Stepping into a hot car in a heatwave is not one of life’s most pleasant sensations – it’s a lot like getting into a sauna, while wearing all your clothes.
Most of us immediately open all the doors and try to get some air circulating, but when the air outside is 35°C, or even hotter, that ultimately is not going to make your car a relaxing oasis.
Even after you start driving, that doesn’t stop your problems, with the car potentially overheating or coming into problems on the road due to the temperature.
Breakdown company the AA came up with some tips to make driving safer and more comfortable in the heat, and top on the list includes keeping plenty of water in the car, which can make sure you don’t get dehydrated if you get stuck in traffic or break down.
Mark Born from the AA’s Driving School’s Instructor Training Academy said that the hot weather made cars more prone to overheating, so people should know the basics of how to deal with this situation.
Counterintuitively, people should turn the air conditioning down and the heating UP if the engine seems to be overheating.
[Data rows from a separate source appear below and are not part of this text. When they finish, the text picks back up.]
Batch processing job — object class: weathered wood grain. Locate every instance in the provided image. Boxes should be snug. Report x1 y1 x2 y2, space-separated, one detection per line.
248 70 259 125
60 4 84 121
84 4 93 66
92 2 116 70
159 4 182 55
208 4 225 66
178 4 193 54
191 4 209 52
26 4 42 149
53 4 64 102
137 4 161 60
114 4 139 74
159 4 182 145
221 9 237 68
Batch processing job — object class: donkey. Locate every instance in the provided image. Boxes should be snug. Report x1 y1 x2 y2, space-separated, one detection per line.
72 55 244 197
This is because the air con uses energy from the car, and the heater draws hot air away from the engine area, helping it to cool down.
You may see a warning light or that the temperature gauge is high to alert you that the engine is too hot.
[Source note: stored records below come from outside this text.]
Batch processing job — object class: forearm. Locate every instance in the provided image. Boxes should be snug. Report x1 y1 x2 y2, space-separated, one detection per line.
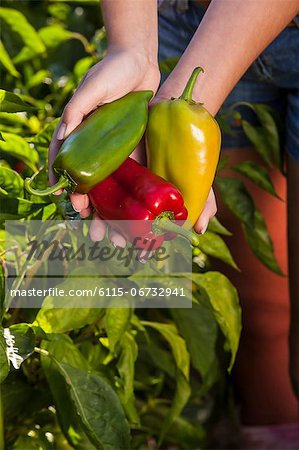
101 0 158 63
160 0 299 114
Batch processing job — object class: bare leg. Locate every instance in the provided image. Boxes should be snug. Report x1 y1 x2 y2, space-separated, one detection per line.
217 149 298 425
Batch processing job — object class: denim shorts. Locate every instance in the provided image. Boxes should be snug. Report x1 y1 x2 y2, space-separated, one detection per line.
159 1 299 162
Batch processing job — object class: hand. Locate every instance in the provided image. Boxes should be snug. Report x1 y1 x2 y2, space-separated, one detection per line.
49 50 160 207
194 188 217 234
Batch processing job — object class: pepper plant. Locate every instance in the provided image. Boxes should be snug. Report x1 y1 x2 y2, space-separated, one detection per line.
0 0 281 450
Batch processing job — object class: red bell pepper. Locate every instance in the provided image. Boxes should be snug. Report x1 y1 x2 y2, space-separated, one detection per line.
88 158 198 250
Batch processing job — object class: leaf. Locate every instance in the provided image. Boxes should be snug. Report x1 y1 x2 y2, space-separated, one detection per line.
142 321 191 443
36 278 102 333
1 377 33 423
159 56 179 73
54 359 130 450
197 231 238 269
38 24 74 49
208 217 232 236
41 334 93 448
0 328 10 383
9 323 35 360
0 166 24 197
0 193 45 222
30 118 60 148
171 302 218 380
105 303 132 353
73 56 96 83
0 133 39 171
117 333 139 425
26 69 51 89
0 89 36 113
189 272 241 371
0 259 5 323
232 161 280 198
0 7 46 59
0 40 20 78
216 177 254 226
244 210 283 275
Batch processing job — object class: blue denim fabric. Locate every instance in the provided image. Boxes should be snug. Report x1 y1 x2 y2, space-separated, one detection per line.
159 1 299 162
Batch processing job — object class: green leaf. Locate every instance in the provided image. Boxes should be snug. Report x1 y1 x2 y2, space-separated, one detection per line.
0 193 45 222
0 7 46 59
54 359 130 450
216 177 254 226
26 69 51 89
0 328 10 383
142 321 191 443
159 56 179 73
244 210 283 275
0 89 36 113
0 166 24 197
190 272 242 370
0 40 20 78
30 118 60 148
105 303 132 353
117 333 139 425
9 323 35 360
171 302 218 380
0 259 5 323
38 24 74 49
36 278 102 333
0 133 39 171
1 377 34 423
41 334 94 448
73 56 96 83
208 217 232 236
197 231 238 269
232 161 279 198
People are also advised not to lift up the bonnet immediately, as hot air and steam underneath can be dangerous. Instead, wait at least 15 minutes before trying to add coolant, if you have it.
Mr Born added more ways to prepare for a drive in the heat: ‘Check you have enough fuel for the journey.
‘EV drivers should make sure they have enough charge to last any unexpected queues with the air conditioning on full blast.
‘If you are planning a route with charging or rest stops be sure to check for traffic incidents before you set off to avoid delays.’
Something many of us have wondered is whether it’s better to cool down with the windows open or by using the air con.
And apparently, when it comes to fuel or energy consumption, it’s actually better to use air con to cool the car if you’re driving at speed.
This is because the wind resistance created by open windows will use more petrol than running the air con.
If you’re just pootling round town, however, having the windows open should use less fuel.
The AA also said people should dress appropriately when driving to avoid getting too hot.
Although it is legal to drive barefoot, it’s not recommended, as you’ve got to be able to operate the pedals safely.
Sweaty feet might slide on them and fail to grip them properly, or push down with the right amount of pressure. 
Light coloured clothes which are not too thick can be more comfortable in the heat.
People can also consider freezing bottles of water to take with them, which will stay cooler for longer even as they melt.
‘Passengers can press the bottle against their wrists or forehead,’ the AA said.
They also recommended taking sealed ice packs or damp cloths into the car to be held a few inches away from the air vents, making instant air conditioning.
Paper fans can be kept in the glove box for when they are needed, while you can spritz water onto the steering wheel and let it evaporate to help cool it down before setting off.
‘If you have to park in the sun, pop a windscreen sun shade on your dashboard to reflect the sun’s heat and pull down any window sun shades,’ the AA added.
Dogs succumb to heatstroke quickly and, cannot keep cool as easily as we can. 🥵 Here’s what you should do if you ever see a dog in a hot car. #Thread #Heatwave
They said you can also cover the steering wheel with a spare tea towel or cloth to prevent it getting even hotter, while exposed metal on the seats which gets very hot, such as seat belt buckles and child car seat harness fittings, can also be covered.
Of course, you should never leave children or pets alone in a hot car.
Every year there are stories of dogs dying while left in vehicles, which can act like greenhouses and get dangerous hot in a short time – even if it isn’t super hot outside.
After a half hour at 21°C, the temperature inside a car can reach over 40°C.
If you see a child or dog in distress in a hot car, official advice is to dial 999 immediately and ask for the police who can give further advice.
Remember also that car windows don’t block UV rays, so you may want to pack suncream as well.
The weather this week is set to be so hot that gritters are on standby to spread light dustings of sand on roads, which may become so hot that the tarmac melts.
Areas most likely to be affected are those with older road surfaces, in rural locations and south facing.
The sand is said to soak up the excess bitumen making the surface easier to drive on.
Any motorists who find tar stuck to their tyres are advised to wash it off with warm soapy water.